LONDON -- Scotland's criminal appeals body said Wednesday that the family of a Libyan man jailed for the 1988 bombing of an American airliner over the town of Lockerbie can launch a posthumous appeal against his conviction.
The Scottish Criminal Cases Review Commission said the family of Abdelbaset al-Megrahi is “entitled to instruct" an appeal against his 2001 conviction for blowing up Pan Am Flight 103 on Dec. 21, 1988. The bombing killed all 259 people aboard the plane and another 11 on the ground.
The family will now take its case to Scotland's High Court for determination.

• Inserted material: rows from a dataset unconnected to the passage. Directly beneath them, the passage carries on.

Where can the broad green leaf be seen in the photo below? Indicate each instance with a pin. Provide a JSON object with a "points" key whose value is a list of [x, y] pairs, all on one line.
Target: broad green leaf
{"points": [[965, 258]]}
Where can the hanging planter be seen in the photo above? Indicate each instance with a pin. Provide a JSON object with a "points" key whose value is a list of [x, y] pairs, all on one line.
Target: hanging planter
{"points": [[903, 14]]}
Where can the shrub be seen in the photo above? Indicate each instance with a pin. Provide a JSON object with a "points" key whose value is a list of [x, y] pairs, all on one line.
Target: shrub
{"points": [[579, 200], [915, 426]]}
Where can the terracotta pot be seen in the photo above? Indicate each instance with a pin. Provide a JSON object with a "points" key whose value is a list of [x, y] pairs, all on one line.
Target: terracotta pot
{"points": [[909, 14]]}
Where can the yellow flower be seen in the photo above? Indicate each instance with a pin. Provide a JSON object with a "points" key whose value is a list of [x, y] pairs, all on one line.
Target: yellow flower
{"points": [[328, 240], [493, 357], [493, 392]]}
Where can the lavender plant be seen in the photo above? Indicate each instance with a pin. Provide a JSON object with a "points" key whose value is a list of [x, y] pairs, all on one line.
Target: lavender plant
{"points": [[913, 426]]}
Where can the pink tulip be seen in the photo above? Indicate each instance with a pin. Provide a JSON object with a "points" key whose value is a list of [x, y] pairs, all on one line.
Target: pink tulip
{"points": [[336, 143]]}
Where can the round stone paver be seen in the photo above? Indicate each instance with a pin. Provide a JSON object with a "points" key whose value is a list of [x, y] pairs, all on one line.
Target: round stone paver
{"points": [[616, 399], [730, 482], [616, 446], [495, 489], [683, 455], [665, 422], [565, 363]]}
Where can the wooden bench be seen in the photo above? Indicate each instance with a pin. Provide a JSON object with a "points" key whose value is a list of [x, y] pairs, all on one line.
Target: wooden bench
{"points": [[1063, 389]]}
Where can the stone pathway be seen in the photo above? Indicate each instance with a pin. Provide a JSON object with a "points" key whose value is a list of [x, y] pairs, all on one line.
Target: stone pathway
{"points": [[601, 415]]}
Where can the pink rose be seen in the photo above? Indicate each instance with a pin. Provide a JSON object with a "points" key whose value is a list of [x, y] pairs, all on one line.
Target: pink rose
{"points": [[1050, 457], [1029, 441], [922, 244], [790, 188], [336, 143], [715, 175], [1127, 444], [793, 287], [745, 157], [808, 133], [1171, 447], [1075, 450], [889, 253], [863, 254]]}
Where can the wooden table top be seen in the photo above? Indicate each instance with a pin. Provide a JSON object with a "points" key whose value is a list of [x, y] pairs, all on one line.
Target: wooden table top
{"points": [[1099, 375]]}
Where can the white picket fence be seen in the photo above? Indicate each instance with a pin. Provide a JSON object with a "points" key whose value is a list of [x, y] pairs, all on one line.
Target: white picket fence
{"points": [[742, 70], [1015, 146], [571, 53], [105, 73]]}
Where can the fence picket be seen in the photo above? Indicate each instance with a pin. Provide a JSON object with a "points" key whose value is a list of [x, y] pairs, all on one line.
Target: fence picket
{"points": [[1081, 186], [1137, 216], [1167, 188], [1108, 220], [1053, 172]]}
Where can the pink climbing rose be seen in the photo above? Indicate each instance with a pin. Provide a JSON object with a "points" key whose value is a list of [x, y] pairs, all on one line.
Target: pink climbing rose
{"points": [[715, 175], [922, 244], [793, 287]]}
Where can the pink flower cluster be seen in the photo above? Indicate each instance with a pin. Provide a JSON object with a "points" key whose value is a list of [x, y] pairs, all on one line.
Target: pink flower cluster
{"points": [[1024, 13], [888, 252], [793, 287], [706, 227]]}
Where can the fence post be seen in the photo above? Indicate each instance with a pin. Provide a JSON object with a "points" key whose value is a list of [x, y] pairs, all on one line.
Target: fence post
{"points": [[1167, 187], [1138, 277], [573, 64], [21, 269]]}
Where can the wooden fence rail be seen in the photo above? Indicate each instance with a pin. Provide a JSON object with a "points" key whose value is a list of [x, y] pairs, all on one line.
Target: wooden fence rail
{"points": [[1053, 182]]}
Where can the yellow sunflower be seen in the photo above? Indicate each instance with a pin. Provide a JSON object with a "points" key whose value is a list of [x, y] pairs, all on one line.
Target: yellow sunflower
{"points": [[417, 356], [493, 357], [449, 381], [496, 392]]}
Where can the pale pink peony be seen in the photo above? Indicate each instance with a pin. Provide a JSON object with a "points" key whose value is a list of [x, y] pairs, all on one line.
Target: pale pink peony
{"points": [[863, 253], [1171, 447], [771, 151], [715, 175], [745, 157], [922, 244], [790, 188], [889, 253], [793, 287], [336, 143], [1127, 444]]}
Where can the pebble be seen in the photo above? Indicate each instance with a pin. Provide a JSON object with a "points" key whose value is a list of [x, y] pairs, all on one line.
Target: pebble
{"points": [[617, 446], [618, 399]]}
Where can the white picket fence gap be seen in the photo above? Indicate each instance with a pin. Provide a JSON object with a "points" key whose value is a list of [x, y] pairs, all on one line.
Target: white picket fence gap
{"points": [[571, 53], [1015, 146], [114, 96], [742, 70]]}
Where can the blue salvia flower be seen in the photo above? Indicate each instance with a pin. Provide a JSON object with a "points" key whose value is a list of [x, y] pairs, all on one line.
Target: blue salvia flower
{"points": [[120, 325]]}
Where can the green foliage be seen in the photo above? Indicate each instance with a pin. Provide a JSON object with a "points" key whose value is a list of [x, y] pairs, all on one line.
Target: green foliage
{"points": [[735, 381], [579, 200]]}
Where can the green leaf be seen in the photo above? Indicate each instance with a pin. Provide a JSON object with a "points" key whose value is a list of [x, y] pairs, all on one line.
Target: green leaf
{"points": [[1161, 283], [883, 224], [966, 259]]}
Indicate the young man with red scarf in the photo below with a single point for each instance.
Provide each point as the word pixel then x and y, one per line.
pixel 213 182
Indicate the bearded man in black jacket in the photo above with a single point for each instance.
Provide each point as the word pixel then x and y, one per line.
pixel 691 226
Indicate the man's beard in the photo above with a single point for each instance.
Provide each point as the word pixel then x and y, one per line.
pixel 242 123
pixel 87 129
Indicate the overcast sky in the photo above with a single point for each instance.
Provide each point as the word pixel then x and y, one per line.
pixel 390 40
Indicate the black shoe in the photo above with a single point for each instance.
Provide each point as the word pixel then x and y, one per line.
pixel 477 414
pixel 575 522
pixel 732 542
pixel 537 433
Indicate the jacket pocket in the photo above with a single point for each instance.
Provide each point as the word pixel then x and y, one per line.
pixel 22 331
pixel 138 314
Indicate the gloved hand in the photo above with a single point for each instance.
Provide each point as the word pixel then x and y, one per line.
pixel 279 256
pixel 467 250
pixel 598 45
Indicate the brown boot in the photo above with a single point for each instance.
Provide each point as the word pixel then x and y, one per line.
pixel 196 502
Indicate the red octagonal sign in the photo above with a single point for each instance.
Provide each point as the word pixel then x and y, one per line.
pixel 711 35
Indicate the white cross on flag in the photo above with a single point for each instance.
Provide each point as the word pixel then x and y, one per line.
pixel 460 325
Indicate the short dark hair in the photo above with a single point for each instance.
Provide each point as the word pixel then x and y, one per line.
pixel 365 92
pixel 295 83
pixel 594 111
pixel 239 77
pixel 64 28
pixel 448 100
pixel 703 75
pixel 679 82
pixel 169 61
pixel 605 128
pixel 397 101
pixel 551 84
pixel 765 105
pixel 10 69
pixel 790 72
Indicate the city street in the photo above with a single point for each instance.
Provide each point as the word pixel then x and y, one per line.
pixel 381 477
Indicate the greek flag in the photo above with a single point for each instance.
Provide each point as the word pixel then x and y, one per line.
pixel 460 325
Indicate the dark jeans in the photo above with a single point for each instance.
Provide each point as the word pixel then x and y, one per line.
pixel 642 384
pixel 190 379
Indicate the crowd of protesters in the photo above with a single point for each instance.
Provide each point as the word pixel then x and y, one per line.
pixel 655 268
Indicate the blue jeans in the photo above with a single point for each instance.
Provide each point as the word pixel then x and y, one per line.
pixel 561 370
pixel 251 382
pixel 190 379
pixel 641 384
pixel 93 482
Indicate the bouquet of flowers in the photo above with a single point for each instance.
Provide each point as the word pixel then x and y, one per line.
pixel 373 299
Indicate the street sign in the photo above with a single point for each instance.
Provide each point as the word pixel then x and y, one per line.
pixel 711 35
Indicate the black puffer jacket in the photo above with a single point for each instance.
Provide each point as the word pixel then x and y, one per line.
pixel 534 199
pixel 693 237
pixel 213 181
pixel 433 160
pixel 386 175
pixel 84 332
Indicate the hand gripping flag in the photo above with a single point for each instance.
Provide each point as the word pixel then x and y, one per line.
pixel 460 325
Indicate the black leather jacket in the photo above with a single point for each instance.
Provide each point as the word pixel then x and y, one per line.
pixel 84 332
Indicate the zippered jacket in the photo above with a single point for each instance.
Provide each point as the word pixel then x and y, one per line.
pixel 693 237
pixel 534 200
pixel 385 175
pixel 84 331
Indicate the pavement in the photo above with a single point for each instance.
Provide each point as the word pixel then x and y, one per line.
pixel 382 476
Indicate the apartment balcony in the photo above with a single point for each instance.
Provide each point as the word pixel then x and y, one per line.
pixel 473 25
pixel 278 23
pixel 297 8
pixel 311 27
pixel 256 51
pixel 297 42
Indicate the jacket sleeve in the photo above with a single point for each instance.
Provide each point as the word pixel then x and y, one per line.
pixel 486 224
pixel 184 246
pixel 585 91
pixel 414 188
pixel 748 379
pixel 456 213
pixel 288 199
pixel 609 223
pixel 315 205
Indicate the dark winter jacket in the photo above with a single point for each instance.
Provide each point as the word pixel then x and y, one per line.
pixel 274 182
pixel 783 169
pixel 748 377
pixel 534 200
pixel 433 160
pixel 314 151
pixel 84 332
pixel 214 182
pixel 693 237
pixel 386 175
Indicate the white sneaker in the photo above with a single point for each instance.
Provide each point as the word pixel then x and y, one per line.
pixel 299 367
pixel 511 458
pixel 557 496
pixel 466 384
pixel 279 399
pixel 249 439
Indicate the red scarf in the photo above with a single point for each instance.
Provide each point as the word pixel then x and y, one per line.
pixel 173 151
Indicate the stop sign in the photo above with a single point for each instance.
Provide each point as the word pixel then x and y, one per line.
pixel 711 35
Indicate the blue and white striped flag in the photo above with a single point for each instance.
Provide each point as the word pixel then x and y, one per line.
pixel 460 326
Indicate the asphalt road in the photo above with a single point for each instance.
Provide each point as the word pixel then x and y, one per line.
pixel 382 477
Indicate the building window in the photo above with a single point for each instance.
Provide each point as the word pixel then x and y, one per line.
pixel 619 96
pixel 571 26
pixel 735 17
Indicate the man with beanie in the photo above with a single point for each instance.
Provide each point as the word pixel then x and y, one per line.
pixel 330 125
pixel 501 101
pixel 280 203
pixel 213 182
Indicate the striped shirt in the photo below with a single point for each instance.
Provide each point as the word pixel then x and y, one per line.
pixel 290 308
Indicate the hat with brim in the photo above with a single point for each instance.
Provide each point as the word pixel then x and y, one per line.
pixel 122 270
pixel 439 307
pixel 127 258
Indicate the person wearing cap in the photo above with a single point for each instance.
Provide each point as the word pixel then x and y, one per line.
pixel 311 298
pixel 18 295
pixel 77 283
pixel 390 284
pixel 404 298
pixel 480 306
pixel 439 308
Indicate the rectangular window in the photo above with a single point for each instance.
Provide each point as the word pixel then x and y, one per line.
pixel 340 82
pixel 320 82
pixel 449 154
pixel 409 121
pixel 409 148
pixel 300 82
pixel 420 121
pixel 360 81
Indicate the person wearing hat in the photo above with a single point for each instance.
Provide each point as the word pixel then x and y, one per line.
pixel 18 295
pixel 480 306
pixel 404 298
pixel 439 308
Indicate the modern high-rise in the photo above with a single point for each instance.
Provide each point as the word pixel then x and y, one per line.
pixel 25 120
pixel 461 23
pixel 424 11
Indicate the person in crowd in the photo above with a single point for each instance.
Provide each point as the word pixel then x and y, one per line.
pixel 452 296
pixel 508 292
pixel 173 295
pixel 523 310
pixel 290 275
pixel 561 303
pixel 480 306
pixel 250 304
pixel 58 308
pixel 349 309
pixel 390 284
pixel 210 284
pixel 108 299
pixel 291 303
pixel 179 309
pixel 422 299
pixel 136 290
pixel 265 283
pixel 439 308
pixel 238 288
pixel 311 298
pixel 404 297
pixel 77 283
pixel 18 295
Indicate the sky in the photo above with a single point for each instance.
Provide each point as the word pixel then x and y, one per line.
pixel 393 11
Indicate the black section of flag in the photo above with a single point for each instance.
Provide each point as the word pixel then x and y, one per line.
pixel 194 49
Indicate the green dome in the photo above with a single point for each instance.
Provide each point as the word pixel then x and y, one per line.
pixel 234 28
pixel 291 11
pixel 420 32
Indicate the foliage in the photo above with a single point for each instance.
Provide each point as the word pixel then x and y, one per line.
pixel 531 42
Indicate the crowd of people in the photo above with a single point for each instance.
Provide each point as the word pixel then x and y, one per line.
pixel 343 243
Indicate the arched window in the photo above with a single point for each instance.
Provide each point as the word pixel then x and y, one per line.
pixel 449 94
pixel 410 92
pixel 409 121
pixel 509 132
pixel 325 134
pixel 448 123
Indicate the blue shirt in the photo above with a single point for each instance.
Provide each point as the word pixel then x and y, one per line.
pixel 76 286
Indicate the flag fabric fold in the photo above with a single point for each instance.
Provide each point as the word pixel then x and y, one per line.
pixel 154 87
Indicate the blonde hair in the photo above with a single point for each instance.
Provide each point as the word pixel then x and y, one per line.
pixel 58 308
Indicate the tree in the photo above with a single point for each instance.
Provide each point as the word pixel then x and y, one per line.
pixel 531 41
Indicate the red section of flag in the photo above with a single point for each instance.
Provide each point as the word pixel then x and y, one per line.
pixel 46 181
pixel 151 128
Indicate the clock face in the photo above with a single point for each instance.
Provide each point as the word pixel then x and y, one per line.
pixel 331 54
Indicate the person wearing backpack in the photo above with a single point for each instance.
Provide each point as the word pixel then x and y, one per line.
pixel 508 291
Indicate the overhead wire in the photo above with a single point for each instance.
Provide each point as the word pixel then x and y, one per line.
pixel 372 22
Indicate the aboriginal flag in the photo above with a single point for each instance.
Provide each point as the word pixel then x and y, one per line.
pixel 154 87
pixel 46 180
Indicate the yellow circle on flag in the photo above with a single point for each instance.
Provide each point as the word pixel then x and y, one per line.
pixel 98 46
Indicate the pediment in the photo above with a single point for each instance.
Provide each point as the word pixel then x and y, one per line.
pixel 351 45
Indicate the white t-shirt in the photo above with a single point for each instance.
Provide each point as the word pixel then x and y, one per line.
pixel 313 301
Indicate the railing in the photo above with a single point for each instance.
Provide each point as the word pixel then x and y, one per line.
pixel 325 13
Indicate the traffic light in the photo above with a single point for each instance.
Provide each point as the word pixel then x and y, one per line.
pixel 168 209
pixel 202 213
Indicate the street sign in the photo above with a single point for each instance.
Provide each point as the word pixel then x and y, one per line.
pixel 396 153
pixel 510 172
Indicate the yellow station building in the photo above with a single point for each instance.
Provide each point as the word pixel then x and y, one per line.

Commission chief executive Gerard Sinclair said “it will be for the appeal court to decide whether there has been a miscarriage of justice in this case.”
Al-Megrahi, a former Libyan intelligence officer, lost one appeal and abandoned another before being freed in 2009 on compassionate grounds.
He died of cancer in 2012, still protesting his innocence. His family has sought to overturn the murder conviction, citing concerns about the evidence, including doubts about the timer alleged to have detonated the bomb.
“This is the second time that the commission has carried out what I believe has been a rigorous and independent review of this particular conviction, and we note that since our last review, further information has become available," said Bill Matthews, chairman of the review commission.
The case of Al-Megrahi's family is supported by the families of some Lockerbie victims, who say the full truth about the bombing has not emerged.
At a news conference, family lawyer Aamer Anwar read a statement from al-Megrahi's son, Ali.
“Finally my family has hope that our father's name will be cleared. I am grateful to all those who have supported my family in their long struggle for justice,” he said.